Exercise 3: Proof-of-Work as BFT

How does Proof-of-Work act as a probabilistic BFT mechanism? What happens if an attacker controls 40% of the total hashrate?

👁️ View Solutions

Byzantine Fault Tolerance: Solutions

Exercise 1

N ≥ 3f + 1 = 3(3) + 1 = 10 nodes.

For f = 3, you need at least 10 nodes. With 10 nodes, you can tolerate up to 3 Byzantine faults. With only 9 nodes (3f, but 3f+1 is 10), you’d have 3 correct nodes per “group” — any 3 faulty nodes could group together and confuse the protocol since honest nodes need 2f+1 replies but can’t distinguish liars from honest ones in the worst case.

Compare to crash faults: 2f+1 = 7 nodes needed for f=3 crash tolerance. BFT requires 3 more nodes.

Exercise 2

Without the Prepare phase, a single faulty primary could send different Pre-prepare messages to different replicas, and those replicas would commit different values in the Commit phase — violating agreement.

The Prepare phase ensures within-view consistency: replicas share their Pre-prepare receipts with each other. When a replica collects 2f matching Prepare messages (including its own Pre-prepare), it knows that at least f+1 correct replicas received the same Pre-prepare. Even if the primary is Byzantine, the correct replicas have agreed on the ordering.

The Commit phase then ensures cross-view consistency: that the decision survives view changes.

Without Prepare, a Byzantine primary could send Pre-prepare(“attack”) to half the replicas and Pre-prepare(“retreat”) to the other half. The Commit phase alone can’t detect this because replicas don’t cross-check what they received from the primary.

Exercise 3

Proof-of-Work acts as probabilistic BFT because:

  1. Identity is expensive: Each block requires computational work. An adversary must expend compute power proportional to their hashrate to produce blocks.
  2. Chain selection rule: The longest (most work) chain is considered canonical. To reverse a transaction, the adversary must outpace the honest chain — requiring >50% of total hashrate.
  3. Probabilistic finality: Each confirmation block reduces the probability that an adversary can rewrite history.

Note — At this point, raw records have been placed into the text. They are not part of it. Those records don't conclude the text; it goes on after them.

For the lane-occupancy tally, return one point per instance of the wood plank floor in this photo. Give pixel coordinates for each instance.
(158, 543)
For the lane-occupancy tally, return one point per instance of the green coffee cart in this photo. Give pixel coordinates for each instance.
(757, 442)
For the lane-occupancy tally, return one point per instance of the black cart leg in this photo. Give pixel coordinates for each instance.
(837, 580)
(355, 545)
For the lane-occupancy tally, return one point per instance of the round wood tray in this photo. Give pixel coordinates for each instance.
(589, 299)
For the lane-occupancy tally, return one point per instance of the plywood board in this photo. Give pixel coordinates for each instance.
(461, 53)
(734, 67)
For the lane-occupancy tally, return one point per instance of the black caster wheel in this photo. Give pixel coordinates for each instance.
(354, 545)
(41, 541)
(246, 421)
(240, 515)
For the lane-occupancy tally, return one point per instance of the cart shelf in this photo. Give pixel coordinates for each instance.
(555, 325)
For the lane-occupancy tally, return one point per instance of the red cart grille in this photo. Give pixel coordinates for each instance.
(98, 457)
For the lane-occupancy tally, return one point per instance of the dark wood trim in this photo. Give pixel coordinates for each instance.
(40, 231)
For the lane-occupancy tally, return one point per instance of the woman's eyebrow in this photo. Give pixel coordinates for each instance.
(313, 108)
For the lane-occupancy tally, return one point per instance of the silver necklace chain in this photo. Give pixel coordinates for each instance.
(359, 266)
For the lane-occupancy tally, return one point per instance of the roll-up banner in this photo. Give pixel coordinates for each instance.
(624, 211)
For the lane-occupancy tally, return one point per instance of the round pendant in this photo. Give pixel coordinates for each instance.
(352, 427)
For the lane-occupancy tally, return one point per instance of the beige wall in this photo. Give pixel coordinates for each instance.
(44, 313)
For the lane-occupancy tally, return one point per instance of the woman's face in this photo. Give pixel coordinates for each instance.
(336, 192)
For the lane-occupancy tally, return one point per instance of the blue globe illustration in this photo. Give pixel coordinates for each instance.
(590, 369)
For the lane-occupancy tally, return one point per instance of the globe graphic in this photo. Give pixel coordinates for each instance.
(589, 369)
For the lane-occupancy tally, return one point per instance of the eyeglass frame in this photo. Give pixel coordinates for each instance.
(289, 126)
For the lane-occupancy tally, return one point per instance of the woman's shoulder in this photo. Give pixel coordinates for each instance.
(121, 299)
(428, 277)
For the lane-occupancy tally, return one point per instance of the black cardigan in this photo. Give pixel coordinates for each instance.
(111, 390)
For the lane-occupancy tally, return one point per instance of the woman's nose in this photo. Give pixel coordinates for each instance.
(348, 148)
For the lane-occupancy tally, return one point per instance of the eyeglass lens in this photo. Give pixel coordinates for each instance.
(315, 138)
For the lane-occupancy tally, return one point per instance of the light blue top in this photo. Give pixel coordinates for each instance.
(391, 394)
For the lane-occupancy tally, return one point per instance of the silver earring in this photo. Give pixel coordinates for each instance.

With 40% hashrate, an attacker has a significant but not dominant position. The probability of a successful double-spend attack decreases exponentially with confirmations:

  • After 1 block: ~40% chance (if attacker has pre-mined)
  • After 3 blocks: ~10% chance
  • After 6 blocks: ~0.8% chance
  • After 10 blocks: ~0.02% chance

The attacker can temporarily overtake the honest chain, but the honest chain grows faster on average. The system recommends waiting for enough confirmations (typically 6 for Bitcoin) to make reversal economically infeasible.

This contrasts with classical BFT where finality is instant and deterministic — once 2f+1 nodes commit, the decision is final regardless of adversarial hashrate.